On the downshifting journey of course there will be moments of confusion and evaluations of lifestyle. "On a deconsuming pattern, changes will happen and withdrawal symptoms for many will be heartfelt." This is a challenge but it doesn't have to seem impossible because it is so much easier than anyone might imagine if the mind - which it is all in - can expand to consider, sometimes radically different possibilities of living. Of course our individual actions also directly correspond to our actions as a group of humans, explained in a global context in this video that articulates "without some readjustment on our lifestyles we can no longer sustain such a demand on the planet's resources". David Suzuki also reitorates that there are lots of things you can do right now at your own home.

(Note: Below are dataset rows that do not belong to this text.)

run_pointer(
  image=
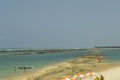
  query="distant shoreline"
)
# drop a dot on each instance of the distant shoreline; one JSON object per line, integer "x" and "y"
{"x": 59, "y": 71}
{"x": 34, "y": 51}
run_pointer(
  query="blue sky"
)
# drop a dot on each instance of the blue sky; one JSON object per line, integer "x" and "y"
{"x": 59, "y": 23}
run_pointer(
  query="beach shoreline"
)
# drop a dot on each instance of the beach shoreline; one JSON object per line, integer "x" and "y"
{"x": 59, "y": 70}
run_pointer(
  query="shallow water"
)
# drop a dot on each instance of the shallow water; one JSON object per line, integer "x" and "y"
{"x": 9, "y": 60}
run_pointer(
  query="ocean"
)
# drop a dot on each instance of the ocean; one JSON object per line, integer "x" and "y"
{"x": 10, "y": 60}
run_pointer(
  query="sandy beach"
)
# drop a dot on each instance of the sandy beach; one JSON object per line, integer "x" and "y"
{"x": 83, "y": 65}
{"x": 112, "y": 73}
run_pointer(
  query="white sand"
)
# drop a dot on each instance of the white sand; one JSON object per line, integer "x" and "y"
{"x": 111, "y": 74}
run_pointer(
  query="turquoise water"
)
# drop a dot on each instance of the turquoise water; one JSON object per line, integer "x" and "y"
{"x": 9, "y": 60}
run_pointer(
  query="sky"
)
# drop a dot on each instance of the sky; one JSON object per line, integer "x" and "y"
{"x": 59, "y": 23}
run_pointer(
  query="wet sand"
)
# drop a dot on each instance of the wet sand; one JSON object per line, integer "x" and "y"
{"x": 61, "y": 70}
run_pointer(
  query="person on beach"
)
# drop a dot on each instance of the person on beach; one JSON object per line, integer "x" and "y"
{"x": 97, "y": 78}
{"x": 14, "y": 68}
{"x": 99, "y": 59}
{"x": 101, "y": 77}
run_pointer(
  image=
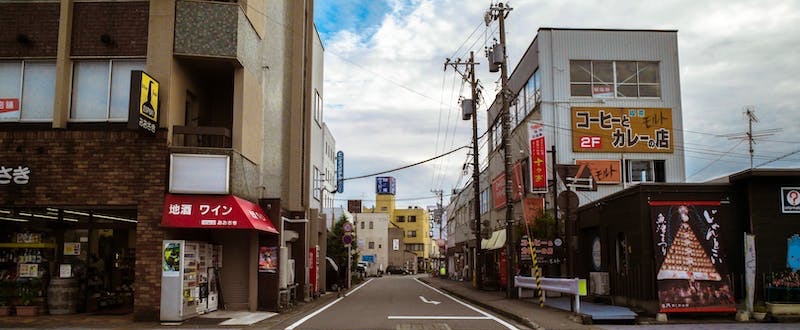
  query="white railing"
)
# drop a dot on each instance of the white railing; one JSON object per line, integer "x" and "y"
{"x": 573, "y": 286}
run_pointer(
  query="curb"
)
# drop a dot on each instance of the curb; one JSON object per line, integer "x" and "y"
{"x": 527, "y": 322}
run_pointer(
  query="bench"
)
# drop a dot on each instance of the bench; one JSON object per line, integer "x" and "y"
{"x": 573, "y": 286}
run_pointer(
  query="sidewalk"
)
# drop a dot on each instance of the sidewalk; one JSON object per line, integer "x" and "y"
{"x": 524, "y": 311}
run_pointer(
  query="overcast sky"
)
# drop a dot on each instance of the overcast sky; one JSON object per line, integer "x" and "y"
{"x": 389, "y": 103}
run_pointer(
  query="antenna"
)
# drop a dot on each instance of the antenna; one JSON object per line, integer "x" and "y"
{"x": 750, "y": 135}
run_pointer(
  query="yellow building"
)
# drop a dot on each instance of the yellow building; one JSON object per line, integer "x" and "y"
{"x": 415, "y": 223}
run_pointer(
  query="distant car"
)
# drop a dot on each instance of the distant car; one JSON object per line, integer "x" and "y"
{"x": 397, "y": 270}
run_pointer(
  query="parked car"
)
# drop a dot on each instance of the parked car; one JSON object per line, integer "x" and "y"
{"x": 397, "y": 270}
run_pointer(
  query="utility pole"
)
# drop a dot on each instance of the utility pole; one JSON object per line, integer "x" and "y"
{"x": 499, "y": 12}
{"x": 470, "y": 75}
{"x": 750, "y": 136}
{"x": 437, "y": 217}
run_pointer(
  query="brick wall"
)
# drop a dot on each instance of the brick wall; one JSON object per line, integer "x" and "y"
{"x": 124, "y": 23}
{"x": 36, "y": 22}
{"x": 97, "y": 168}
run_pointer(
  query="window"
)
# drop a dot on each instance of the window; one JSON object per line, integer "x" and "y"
{"x": 27, "y": 90}
{"x": 608, "y": 79}
{"x": 645, "y": 171}
{"x": 100, "y": 89}
{"x": 317, "y": 107}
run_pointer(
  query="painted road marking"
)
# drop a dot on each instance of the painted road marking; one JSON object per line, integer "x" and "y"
{"x": 429, "y": 301}
{"x": 455, "y": 317}
{"x": 504, "y": 323}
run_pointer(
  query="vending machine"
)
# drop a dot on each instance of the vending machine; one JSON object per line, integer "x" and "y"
{"x": 188, "y": 283}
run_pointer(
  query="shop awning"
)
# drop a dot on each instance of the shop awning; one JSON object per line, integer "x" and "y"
{"x": 214, "y": 212}
{"x": 498, "y": 240}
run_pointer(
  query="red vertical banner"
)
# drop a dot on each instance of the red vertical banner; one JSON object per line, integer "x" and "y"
{"x": 538, "y": 160}
{"x": 502, "y": 268}
{"x": 313, "y": 272}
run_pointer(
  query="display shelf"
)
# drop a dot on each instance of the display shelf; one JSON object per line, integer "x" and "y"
{"x": 27, "y": 245}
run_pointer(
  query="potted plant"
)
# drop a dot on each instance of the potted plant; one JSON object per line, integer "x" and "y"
{"x": 28, "y": 305}
{"x": 759, "y": 312}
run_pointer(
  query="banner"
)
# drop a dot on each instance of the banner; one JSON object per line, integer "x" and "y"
{"x": 690, "y": 259}
{"x": 268, "y": 259}
{"x": 622, "y": 130}
{"x": 538, "y": 162}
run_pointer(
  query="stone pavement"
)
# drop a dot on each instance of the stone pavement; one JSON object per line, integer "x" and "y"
{"x": 525, "y": 311}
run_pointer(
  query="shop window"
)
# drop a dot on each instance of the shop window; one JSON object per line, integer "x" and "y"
{"x": 620, "y": 79}
{"x": 101, "y": 89}
{"x": 27, "y": 91}
{"x": 645, "y": 171}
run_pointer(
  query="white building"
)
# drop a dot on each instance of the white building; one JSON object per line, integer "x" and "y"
{"x": 607, "y": 101}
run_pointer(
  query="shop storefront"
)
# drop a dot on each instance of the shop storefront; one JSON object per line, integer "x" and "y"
{"x": 215, "y": 250}
{"x": 68, "y": 260}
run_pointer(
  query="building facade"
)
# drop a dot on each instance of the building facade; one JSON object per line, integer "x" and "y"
{"x": 601, "y": 108}
{"x": 372, "y": 232}
{"x": 115, "y": 109}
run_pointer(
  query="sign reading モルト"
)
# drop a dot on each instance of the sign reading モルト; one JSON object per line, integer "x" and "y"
{"x": 622, "y": 130}
{"x": 144, "y": 106}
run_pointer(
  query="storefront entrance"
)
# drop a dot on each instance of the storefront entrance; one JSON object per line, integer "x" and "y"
{"x": 68, "y": 260}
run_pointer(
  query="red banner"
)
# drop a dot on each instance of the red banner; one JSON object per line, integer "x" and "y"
{"x": 214, "y": 212}
{"x": 538, "y": 160}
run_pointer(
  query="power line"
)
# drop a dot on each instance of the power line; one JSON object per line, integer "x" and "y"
{"x": 407, "y": 166}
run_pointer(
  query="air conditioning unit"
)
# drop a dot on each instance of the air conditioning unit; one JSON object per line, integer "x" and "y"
{"x": 598, "y": 284}
{"x": 467, "y": 109}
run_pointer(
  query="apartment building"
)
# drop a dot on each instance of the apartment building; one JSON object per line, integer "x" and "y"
{"x": 134, "y": 130}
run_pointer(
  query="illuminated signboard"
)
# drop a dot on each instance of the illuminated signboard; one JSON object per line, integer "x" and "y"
{"x": 622, "y": 130}
{"x": 144, "y": 106}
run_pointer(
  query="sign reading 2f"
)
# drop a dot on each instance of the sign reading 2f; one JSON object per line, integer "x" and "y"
{"x": 591, "y": 142}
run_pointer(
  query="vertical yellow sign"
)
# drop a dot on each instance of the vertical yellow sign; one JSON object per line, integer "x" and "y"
{"x": 148, "y": 98}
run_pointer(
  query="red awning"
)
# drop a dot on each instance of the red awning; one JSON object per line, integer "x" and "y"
{"x": 217, "y": 212}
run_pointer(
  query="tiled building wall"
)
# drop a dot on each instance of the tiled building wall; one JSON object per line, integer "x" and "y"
{"x": 29, "y": 29}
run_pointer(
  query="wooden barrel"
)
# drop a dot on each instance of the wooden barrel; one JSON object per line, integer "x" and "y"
{"x": 62, "y": 296}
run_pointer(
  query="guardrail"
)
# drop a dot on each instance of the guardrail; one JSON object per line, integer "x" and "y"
{"x": 573, "y": 286}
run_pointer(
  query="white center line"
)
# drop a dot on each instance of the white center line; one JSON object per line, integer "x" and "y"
{"x": 456, "y": 317}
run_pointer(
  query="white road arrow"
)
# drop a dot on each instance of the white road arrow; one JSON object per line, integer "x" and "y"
{"x": 428, "y": 301}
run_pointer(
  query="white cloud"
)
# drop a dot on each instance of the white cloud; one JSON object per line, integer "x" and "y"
{"x": 389, "y": 102}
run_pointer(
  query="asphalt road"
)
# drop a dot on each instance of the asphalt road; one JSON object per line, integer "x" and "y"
{"x": 397, "y": 303}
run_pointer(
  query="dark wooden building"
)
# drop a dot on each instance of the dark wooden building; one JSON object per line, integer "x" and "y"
{"x": 671, "y": 248}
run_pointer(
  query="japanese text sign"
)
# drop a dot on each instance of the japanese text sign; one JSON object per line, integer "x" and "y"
{"x": 19, "y": 175}
{"x": 603, "y": 171}
{"x": 622, "y": 130}
{"x": 538, "y": 161}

Vegetarianism is certainly one way that you can immediately and drastically reduce your ecological footprint. It helps also to put a perspective on down-shifting. As a relatively new vegetarian I've completely changed a set of food choices I've left unquestioned all my life. Seeing the benefits individually, environmentally and ecologically of removing unnecessary selections from my diet has lead me to perceive all the other possibilities. It's true that we only wear 10% of clothes in our closet - thin out what you don't wear and don't think you'll need. Heard of thrifting? That's another word for recycling clothing! One of my favourite down-shifting activities include having a "clothes party" with friends when you just bring along the items you no longer wear and exchange with others. Make a decision that will influence your future decisions of buying - ask W-H-Y-? Never buy another plastic water bottle again if you can help it! This includes investing in a water canteen, (one paradoxical consumer choice that can actually fight consumerist ideology!) Recycle, Recycle everything. Cereal and tampon boxes. Shampoo bottles and electronics! Call your municipality and become aware of all of the recycling opportunities. Go online and do some research of how to furthur reduce your ecological footprint! Any of David Suzuki's books or websites are a great place to start. If you can't recycle something you want or think you need, evaluate where it will end up in the future and ask yourself how every decision you make will effect the environment. Bring cloth shopping bags with you if you think there is any chance of purchasing items. If you forgot them and if it is possible then kindly decline the plastic shopping bag at the store and carry what you've bought or shove it in your purse! Of course, walk instead of drive if at all feasible.

These are some easy steps I've found simple to work into my life. Maybe you will too. Small stuff is big stuff. These have been notes of a fairly new and lax but conscious down-shifter, wish me luck - I challenge you (and myself) to live green or greener!